Manually assigning GPU causes immediate job start even when GPU already in use by CryoSPARC

rbs_sci · March 14, 2024, 2:43am

Hi CryoSPARC team,

I wanted to run a local resolution estimation job on a specific GPU as it has more VRAM than others, but it was already busy with another job. The box size is quite large and I was worried Fourier padding might exceed the VRAM of the other GPUs. Instead of waiting for the running job to complete as I expected, the local resolution job immediately started running simultaneously!

Funnily, this hasn’t resulted in either job crashing (although they are both running more slowly than anticipated)… perhaps because it’s a 48GB GPU and neither job is using enough VRAM to cause the other to have insufficient?

Is this behaviour expected (immediate start on manual assignment)?

Thanks,
R

wtempel · March 14, 2024, 3:11pm

Yes, this is expected.

rbs_sci · March 15, 2024, 12:12am

I see, thanks.

This post must be at least 20 characters.

niklas · April 17, 2024, 10:08am

I just ran into the same thing on our instance. Unfortunately we had jobs crashing because they ran out of memory.

Is there a way to disable this behavior?

To me it seems counter intuitive to skip the queue when selecting a specific GPU.

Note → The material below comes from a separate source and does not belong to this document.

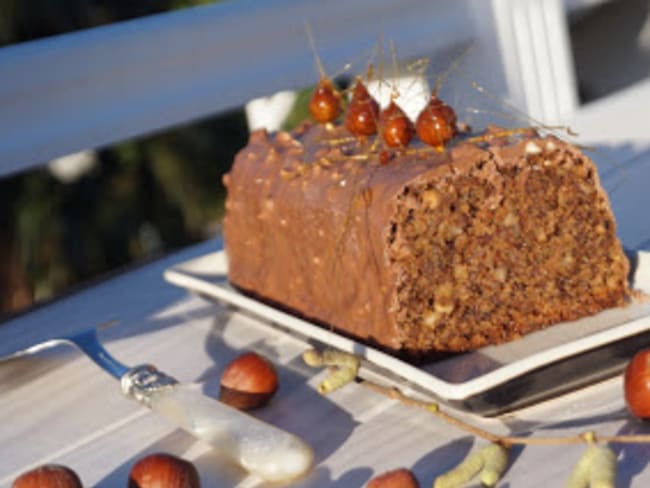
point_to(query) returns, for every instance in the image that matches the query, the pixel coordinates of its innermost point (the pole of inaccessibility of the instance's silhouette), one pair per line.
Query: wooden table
(58, 407)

wtempel · April 17, 2024, 8:18pm

We took note of your concern. Unfortunately, it is not currently possible to block Run on Specific GPU on instances that have node-type, in contrast to cluster-type, scheduler lanes with GPUs. You may want to ask users of your CryoSPARC instance to not Run on Specific GPU unless overriding the scheduler is desired and appropriate.

niklas · April 18, 2024, 1:20pm

Thanks, I guess I have to change the queues then to offer an alternative way of selecting a specific computing node.

Out of curiosity, why was the GPU selection implemented to skip the resource availability check? I can see a use for both features, but I wouldn’t expect them to be in the same option.

wtempel · April 19, 2024, 10:06pm

… can be implemented by creating scheduler lanes that each have a single, specific target node. Selection of a specific node is not the intended use case of the Run on Specific GPU option.

niklas · April 22, 2024, 9:33am

Yes, I know. That is how I configured it now.

Still, I think an option to skip the queue should be reserved for Admin users or users that are also allowed to set job priorities. Also since it is not really intuitive that selecting a specific GPU skips the resource checks, it is easy to abuse this unintentionally.
That’s why I am asking for the reason behind this implementation.

olibclarke · April 22, 2024, 2:01pm

Agreed with this. At least a “warning, are you sure you know what you are doing” type dialog might be useful here.